Tandoku renshu – Quando il “chi fa de sé fa per tre!”

ALFREDO[1]Il termine TANDOKU RENSHU significa allenamento da solo, senza un compagno. E’ opposto al termine SOTAI RENSHU che invece intende un allenamento eseguito in coppia.

Nel SEIRYOKU ZEN’YO KOKUMIN TAIIKU NO KATA, esercizio di forma per lo studio del miglior impiego dell’energia fisica e spirituale, vengono mostrate queste due forme di allenamento, da soli e in coppia.

Il Seiryoku zen’yo kokumin taiiku no kata è il primo kata del metodo Kodokan. Fu creato dal Maestro Jigoro Kano per proporre a tutti i principi tecnici e modi di allenamento del JUDO KODOKAN in un solo esercizio.

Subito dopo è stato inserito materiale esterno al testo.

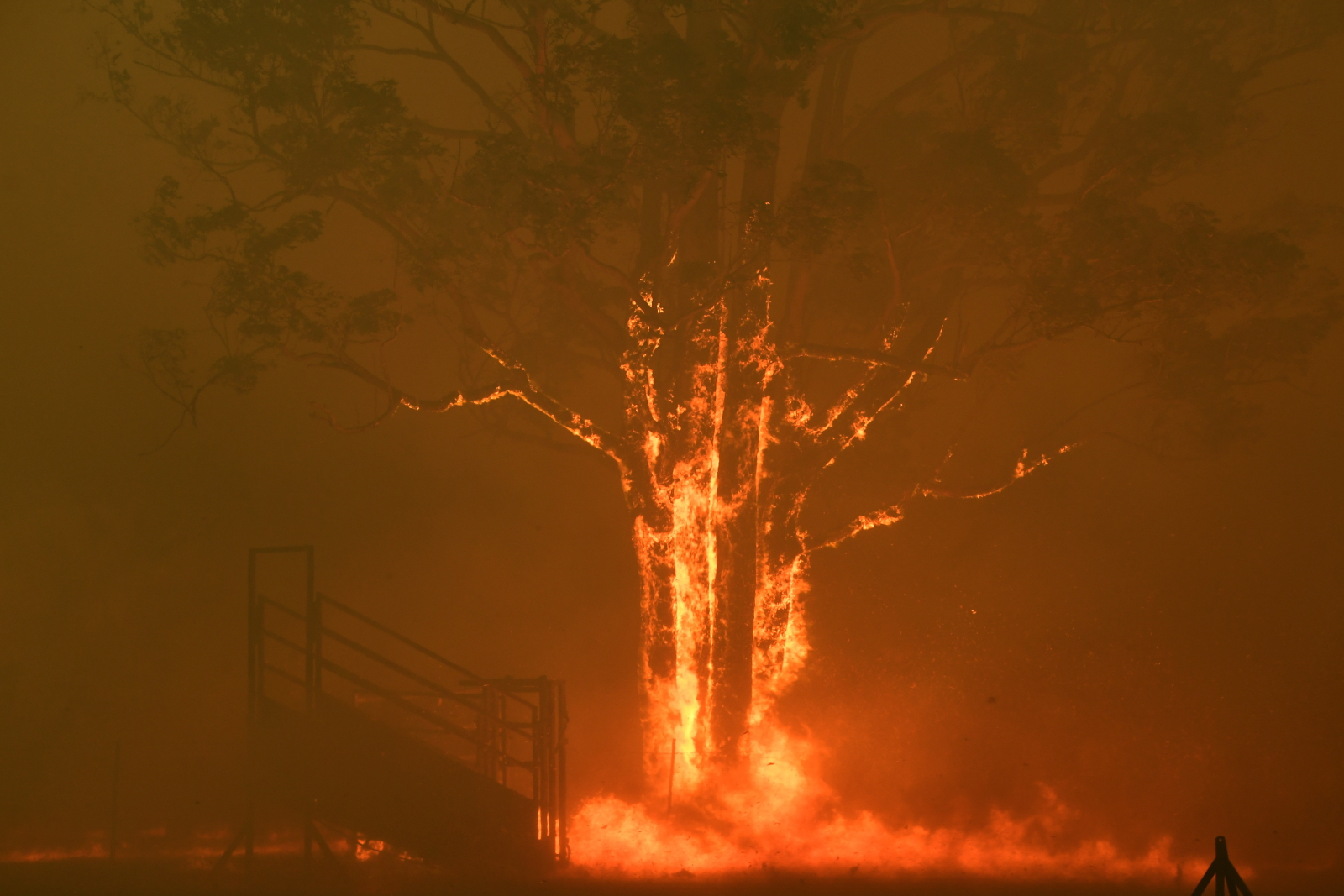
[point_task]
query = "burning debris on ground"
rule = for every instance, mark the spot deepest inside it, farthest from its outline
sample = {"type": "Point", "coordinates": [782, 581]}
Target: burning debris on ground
{"type": "Point", "coordinates": [843, 443]}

Se lo studiate trovate elementi di ATEMI WAZA, NAGE WAZA e KATAME WAZA da praticare da soli e in coppia, Tandoku e Sotai renshu.

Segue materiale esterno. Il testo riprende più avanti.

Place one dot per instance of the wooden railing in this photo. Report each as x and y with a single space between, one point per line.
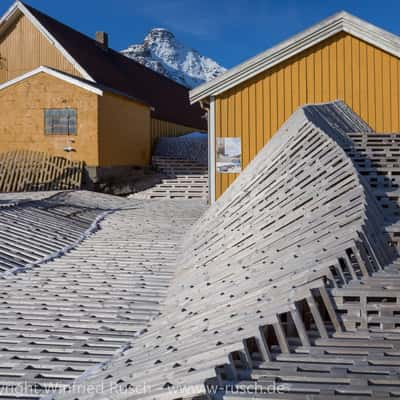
25 170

Immagino che avete per scontato che in questo kata, quasi sconosciuto e poco praticato, fosse contenuta tutta la filosofia del Judo Kodokan?

Sapete che, oltre a quanto vi ho appena detto, la parte di Sotai renshu spiega i principi del JU (ju shiki, cedevolezza) e KIME (kime shiki, decisione)?

Sono certo che molti di voi ancora non lo conoscevano ed è per questo che non viene spiegato, nessuno spiega le cose che non conosce!

Molti anni fa, EZIO GAMBA attuale direttore tecnico della Russia, mi passò la palla della direzione tecnica della Lombardia perché doveva occuparsi della nazionale Italiana.

Al primo corso tecnico per istruttori parlai di KATA e RANDORI poi feci praticare il Seiryoku zen’yo kokumin taiiku no kata come riscaldamento.

Si divertirono ma pensarono a un riscaldamento con tecniche di karate; pochissimi, anche non conoscendolo, sapevano che era un kata di judo.

Le prime osservazioni furono che insegnare a dare pugni a ragazzini istigava alla violenza e perciò pericoloso, non pensando a quanti bambini e bambine che praticano Karate, Kung fu e tante altre discipline simili utilizzano prevalentemente pugni e calci ciononostante vengono educati a osservare regole di convivenza e alla tolleranza.

Ma torniamo al Tandoku renshu.

Non sto a raccontarvi quante discipline cominciano con apprendere i movimenti da soli, senza un compagno, immaginando una sorta di combattimento.

Il Maestro KATSUHIKO KASHIWASAKI, uno dei più grandi esperti in TOMOE NAGE, più volte ha mostrato come faceva – UCHIKOMI CON L’OMBRA – cosi definisce il suo Tandoku renshu di tomoe nage.

Parlo a te se sei insegnante e aspirante tale che mi stai leggendo; pensi veramente che al Maestro Kashiwasaki piacesse buttare del tempo?

Pensi che tutti i Maestri di discipline di combattimento nel mondo che hanno insegnato questa forma di allenamento lo hanno fatto per fare perdere del tempo ai loro allievi?

Pensi che il fondatore del metodo Judo Kodokan abbia inserito il TANDOKU RENSHU nel suo metodo di studio e allenamento anche se inutile?

No, non penso che arrivi a tanto!

Non penso che un aspirante istruttore desideroso di diventare Maestro di judo possa essere così pirla!

Il TANDOKU RENSHU ti offre la possibilità di far fare riscaldamento e nello stesso tempo migliorare la coordinazione dei tuoi allievi.

Il TANDOKU RENSHU ti permette di insegnare come migliorare il gesto tecnico.

Il TANDOKU RENSHU ti aiuta a insegnare come perfezionare il loro TOKUI WAZA (tecnica preferita).

Il TANDOKU RENSHU ti permette di migliorare nello studio dei kata.

Il TANDOKU RENSHU è un ottimo esercizio per allenare la velocità e tanto altro ancora.

Perché rinunciare a conoscere meglio questa forma di allenamento?

Capisco che una didattica completa non sia mai stata a disposizione di chi aspira a insegnare judo ma adesso ne hai la possibilità e dipende solo da TE’ decidere come deve essere la tua didattica.